三角形の2辺と、その2辺に挟まれた角がわかっているとき——いわゆる「辺・角・辺(SAS)」の形——は、高さをわざわざ求めなくても面積を直接計算できます。使う公式は \(A = \frac{1}{2} \cdot a \cdot b \cdot \sin C\)。ここで \(a\) と \(b\) は既知の2辺、\(C\) はその間の角(挟角)です。これは単位を選ばない普遍的な計算で、cm でも m でも inch でも、2辺の単位さえ揃っていれば問題なく使えます。

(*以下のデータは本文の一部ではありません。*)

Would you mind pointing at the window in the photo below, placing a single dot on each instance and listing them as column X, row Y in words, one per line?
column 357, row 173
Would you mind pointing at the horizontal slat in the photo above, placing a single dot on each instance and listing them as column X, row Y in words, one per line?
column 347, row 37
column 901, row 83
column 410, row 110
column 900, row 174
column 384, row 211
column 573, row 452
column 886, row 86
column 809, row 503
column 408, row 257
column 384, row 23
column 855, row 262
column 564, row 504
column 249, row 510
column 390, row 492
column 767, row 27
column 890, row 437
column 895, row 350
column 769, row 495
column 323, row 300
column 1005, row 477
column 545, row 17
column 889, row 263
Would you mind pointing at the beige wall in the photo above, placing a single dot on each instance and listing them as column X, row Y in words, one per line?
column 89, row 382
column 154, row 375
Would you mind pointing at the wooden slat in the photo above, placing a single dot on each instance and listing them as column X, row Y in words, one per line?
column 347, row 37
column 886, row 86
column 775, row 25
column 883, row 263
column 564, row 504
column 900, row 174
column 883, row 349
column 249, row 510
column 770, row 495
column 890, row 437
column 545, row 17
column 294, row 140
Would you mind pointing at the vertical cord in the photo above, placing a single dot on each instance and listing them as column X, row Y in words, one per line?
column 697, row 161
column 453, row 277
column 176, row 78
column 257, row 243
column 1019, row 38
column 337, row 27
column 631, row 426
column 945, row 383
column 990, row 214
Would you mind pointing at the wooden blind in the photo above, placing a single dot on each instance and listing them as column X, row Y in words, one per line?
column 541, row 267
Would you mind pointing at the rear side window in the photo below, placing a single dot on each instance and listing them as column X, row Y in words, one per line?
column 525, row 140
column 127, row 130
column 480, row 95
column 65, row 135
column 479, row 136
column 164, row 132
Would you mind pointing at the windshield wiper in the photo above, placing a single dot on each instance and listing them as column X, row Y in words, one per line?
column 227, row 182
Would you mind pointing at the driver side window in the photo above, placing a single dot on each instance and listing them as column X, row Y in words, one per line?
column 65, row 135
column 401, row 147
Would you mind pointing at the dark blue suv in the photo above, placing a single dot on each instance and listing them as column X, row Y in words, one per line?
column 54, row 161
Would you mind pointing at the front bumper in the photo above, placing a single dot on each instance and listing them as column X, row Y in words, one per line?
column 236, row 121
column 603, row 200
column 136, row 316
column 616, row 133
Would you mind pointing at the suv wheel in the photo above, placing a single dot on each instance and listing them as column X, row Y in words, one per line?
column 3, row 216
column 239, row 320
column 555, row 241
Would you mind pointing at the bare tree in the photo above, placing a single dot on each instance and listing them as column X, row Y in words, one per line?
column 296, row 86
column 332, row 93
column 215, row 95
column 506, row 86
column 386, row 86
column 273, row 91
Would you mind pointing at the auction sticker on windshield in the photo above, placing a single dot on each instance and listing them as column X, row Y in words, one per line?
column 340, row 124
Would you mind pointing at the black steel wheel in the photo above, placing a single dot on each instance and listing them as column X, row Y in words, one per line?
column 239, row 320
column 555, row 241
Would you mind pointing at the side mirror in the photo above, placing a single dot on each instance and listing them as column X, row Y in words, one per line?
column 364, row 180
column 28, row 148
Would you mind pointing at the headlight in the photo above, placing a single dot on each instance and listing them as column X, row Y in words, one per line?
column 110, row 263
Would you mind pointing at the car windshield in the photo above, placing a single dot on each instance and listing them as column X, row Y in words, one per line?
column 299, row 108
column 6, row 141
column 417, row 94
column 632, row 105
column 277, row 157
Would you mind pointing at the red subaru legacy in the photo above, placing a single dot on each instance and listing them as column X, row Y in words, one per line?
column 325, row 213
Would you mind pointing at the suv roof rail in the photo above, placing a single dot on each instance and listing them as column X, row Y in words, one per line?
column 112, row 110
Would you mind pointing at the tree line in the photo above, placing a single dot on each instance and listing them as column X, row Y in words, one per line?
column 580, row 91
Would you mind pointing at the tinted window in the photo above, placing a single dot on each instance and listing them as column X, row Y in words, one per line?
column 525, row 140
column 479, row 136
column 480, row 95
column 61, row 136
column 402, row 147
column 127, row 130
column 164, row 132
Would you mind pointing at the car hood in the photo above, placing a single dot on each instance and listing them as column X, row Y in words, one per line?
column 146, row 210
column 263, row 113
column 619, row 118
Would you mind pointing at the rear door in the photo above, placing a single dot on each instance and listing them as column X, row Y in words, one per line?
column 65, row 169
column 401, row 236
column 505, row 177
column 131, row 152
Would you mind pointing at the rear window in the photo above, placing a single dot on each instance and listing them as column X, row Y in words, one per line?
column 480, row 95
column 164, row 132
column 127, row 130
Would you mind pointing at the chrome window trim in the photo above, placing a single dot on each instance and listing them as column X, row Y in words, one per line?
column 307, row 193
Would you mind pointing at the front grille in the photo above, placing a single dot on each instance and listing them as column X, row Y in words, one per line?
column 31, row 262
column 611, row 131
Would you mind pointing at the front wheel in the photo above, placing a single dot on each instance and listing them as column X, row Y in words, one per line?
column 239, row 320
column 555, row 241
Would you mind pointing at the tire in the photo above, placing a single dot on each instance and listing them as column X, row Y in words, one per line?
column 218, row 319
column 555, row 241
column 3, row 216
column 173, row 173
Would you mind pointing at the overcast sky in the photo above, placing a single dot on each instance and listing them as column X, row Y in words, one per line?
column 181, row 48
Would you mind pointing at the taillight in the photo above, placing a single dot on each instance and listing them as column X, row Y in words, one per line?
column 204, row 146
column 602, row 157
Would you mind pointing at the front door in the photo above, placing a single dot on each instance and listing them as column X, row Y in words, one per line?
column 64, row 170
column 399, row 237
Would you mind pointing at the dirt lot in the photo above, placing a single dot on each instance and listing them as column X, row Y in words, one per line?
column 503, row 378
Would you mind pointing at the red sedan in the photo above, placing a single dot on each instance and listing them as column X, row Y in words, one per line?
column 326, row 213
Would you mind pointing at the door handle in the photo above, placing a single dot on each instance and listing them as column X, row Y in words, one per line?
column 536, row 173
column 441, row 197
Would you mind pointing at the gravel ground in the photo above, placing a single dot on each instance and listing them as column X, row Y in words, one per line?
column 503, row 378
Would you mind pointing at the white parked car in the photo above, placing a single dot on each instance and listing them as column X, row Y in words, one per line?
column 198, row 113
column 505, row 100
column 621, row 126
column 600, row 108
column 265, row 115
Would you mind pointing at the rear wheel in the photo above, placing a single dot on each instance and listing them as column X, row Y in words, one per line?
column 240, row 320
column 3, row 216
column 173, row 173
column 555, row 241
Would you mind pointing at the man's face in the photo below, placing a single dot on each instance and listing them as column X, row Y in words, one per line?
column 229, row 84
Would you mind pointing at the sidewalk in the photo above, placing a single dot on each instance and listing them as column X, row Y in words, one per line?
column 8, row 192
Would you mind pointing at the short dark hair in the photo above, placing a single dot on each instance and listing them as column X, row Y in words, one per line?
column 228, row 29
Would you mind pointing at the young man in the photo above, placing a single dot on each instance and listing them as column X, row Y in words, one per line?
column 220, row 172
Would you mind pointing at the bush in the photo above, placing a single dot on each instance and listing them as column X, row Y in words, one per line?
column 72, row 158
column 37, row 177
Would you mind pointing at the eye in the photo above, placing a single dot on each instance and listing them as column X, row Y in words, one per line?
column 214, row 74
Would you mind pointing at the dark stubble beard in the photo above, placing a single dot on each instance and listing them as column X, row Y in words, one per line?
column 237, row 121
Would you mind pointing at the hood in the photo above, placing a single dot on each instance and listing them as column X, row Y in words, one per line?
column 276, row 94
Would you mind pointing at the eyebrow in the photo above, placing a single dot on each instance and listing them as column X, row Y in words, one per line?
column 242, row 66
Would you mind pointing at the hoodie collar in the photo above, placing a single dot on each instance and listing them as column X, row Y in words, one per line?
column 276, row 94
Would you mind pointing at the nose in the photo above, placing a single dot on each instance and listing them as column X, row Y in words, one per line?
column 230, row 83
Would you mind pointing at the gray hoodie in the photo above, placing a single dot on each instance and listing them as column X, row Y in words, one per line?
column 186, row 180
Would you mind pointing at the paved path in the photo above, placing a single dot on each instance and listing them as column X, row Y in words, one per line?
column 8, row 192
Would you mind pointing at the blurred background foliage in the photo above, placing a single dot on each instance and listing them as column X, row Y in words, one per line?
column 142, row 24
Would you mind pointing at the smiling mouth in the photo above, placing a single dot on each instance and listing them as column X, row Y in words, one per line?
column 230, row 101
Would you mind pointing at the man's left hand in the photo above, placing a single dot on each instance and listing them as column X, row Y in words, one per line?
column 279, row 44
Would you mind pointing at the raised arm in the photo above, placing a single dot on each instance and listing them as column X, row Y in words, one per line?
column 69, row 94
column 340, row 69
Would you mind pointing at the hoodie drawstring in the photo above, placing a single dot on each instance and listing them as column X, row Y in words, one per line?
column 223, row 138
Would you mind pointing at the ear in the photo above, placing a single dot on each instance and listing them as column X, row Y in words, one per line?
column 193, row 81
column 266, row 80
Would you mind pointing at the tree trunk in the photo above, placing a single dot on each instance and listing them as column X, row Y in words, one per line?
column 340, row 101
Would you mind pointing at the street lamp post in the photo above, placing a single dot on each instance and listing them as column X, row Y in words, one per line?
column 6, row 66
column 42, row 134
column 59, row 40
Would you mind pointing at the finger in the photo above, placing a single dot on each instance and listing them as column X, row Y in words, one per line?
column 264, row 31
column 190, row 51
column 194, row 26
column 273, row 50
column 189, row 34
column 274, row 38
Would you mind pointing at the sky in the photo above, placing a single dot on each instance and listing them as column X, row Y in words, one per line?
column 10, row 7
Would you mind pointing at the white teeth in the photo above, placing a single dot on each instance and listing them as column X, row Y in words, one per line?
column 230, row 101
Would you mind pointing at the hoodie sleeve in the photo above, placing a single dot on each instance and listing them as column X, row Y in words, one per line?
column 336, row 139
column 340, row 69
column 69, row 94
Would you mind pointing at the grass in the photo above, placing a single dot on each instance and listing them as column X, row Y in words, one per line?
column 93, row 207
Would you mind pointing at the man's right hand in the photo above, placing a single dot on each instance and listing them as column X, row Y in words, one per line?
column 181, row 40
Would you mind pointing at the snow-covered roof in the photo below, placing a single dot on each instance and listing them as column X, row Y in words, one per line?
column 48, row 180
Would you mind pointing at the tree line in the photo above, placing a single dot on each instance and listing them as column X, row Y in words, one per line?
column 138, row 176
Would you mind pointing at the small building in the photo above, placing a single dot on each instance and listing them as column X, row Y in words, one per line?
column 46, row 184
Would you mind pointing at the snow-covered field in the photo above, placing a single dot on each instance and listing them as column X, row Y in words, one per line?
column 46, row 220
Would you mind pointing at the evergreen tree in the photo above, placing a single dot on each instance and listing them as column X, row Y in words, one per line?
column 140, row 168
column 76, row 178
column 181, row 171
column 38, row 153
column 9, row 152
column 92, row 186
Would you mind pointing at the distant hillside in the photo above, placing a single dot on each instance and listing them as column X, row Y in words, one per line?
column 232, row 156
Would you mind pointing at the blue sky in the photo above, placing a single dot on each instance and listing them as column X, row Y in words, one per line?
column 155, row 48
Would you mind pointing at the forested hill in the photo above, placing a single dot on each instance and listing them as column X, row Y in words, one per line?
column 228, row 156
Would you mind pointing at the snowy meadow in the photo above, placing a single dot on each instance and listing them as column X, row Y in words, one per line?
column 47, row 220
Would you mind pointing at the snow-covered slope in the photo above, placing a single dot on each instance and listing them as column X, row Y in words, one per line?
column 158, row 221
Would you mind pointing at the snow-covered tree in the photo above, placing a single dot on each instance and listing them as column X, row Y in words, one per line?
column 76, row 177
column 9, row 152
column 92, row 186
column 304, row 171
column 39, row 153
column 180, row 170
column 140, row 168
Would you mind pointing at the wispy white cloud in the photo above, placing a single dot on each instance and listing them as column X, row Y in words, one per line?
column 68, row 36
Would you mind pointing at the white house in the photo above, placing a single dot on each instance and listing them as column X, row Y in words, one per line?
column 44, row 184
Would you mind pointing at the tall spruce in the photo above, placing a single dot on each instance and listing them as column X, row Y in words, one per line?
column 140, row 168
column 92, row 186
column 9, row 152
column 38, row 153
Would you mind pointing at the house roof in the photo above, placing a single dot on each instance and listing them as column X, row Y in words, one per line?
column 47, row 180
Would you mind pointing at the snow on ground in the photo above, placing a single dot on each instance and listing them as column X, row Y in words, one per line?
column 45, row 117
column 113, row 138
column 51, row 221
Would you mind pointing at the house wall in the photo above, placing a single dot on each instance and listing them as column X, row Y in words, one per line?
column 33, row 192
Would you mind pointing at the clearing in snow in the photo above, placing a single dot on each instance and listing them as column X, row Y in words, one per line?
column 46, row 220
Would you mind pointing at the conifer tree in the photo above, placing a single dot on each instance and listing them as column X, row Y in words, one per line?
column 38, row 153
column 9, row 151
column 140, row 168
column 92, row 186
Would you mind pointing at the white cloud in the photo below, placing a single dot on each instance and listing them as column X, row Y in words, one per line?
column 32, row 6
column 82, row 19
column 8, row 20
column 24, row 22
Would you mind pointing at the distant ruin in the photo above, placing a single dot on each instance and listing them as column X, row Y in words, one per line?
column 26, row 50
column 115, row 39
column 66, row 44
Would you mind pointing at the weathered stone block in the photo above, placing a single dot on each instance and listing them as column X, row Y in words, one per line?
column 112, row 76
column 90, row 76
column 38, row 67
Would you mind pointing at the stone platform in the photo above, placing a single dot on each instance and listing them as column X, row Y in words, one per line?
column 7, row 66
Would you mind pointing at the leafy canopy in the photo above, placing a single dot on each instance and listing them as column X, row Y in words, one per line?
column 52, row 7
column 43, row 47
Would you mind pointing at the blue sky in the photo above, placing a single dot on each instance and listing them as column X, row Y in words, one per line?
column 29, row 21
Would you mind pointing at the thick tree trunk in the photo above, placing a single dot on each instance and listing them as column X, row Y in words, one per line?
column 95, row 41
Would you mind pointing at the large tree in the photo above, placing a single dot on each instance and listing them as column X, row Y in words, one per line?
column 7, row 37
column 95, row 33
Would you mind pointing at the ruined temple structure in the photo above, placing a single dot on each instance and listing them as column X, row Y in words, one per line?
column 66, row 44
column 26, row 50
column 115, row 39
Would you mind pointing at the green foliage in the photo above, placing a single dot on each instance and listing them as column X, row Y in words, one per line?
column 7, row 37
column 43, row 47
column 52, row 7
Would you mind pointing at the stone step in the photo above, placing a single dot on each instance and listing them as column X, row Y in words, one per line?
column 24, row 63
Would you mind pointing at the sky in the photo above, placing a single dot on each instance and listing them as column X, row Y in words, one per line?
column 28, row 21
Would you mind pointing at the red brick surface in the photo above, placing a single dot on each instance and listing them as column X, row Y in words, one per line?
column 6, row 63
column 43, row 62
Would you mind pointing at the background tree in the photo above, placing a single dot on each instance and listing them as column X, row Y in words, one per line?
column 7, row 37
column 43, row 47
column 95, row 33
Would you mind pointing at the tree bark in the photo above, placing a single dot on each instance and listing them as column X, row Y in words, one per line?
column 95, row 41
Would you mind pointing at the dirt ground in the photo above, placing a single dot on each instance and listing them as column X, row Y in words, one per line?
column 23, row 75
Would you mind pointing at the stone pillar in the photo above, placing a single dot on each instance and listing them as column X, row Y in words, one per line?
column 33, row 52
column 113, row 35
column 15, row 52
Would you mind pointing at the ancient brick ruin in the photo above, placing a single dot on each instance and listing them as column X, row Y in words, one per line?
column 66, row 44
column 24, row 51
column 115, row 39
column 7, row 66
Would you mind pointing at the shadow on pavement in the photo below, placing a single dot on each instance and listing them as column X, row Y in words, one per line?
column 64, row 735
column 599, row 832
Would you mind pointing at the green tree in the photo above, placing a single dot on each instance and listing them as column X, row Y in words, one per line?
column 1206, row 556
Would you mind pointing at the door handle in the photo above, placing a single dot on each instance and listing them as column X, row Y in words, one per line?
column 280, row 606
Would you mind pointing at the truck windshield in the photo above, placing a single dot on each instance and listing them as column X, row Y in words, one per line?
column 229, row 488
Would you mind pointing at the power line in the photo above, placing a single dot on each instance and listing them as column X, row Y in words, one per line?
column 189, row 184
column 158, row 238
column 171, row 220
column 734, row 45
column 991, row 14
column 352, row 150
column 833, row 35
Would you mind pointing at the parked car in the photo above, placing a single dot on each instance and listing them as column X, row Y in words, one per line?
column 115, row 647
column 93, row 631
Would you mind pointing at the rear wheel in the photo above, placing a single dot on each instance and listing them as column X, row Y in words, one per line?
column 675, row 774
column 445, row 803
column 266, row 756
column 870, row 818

$$A = \frac{1}{2} \cdot \text{Side }a \cdot \text{Side }b \cdot \sin\!\left(\text{Angle }C\right)$$
このツールの使い方
まず2辺 \(a\)・\(b\) の長さを入力し、続いてその間の角 \(C\) を度(0〜180の範囲)で入力します。内部で角度を自動的にラジアンへ変換し、面積を平方単位で返します。\(\sin(C)\) は 90° のときに最大になるため、2辺が直角を成すとき、その辺の長さでは面積が最も大きくなります。
公式の仕組み
三角形の面積の基本は ½ × 底辺 × 高さ です。辺 \(b\) を底辺とすると、高さは向かい合う頂点までの垂直距離、つまり \(a \cdot \sin C\) になります。これを代入すると次が得られます。
$$A = \frac{1}{2} \cdot b \cdot (a \cdot \sin C) = \frac{1}{2} \cdot a \cdot b \cdot \sin C$$
計算例
\(a = 5\)、\(b = 7\)、\(C = 45°\) の場合を考えてみましょう。\(\sin 45° \approx 0.7071\) なので、
$$A = \frac{1}{2} \times 5 \times 7 \times 0.7071 = 17.5 \times 0.7071 \approx 12.374 \text{ 平方単位}$$となります。
よくある質問(FAQ)
角度は必ず度で入力するの? このツールは度で角度を受け取り、自動的にラジアンへ変換します。
3辺がわかっている場合は? その場合はヘロンの公式を使ってください。本ツールは「2辺+その間の角」の場合専用です。
なぜ 90° で面積が最大になるの? \(\sin(C)\) は 90° で最大値の 1 に達するためです。このとき2辺が直角を成し、囲まれる面積が最大になります。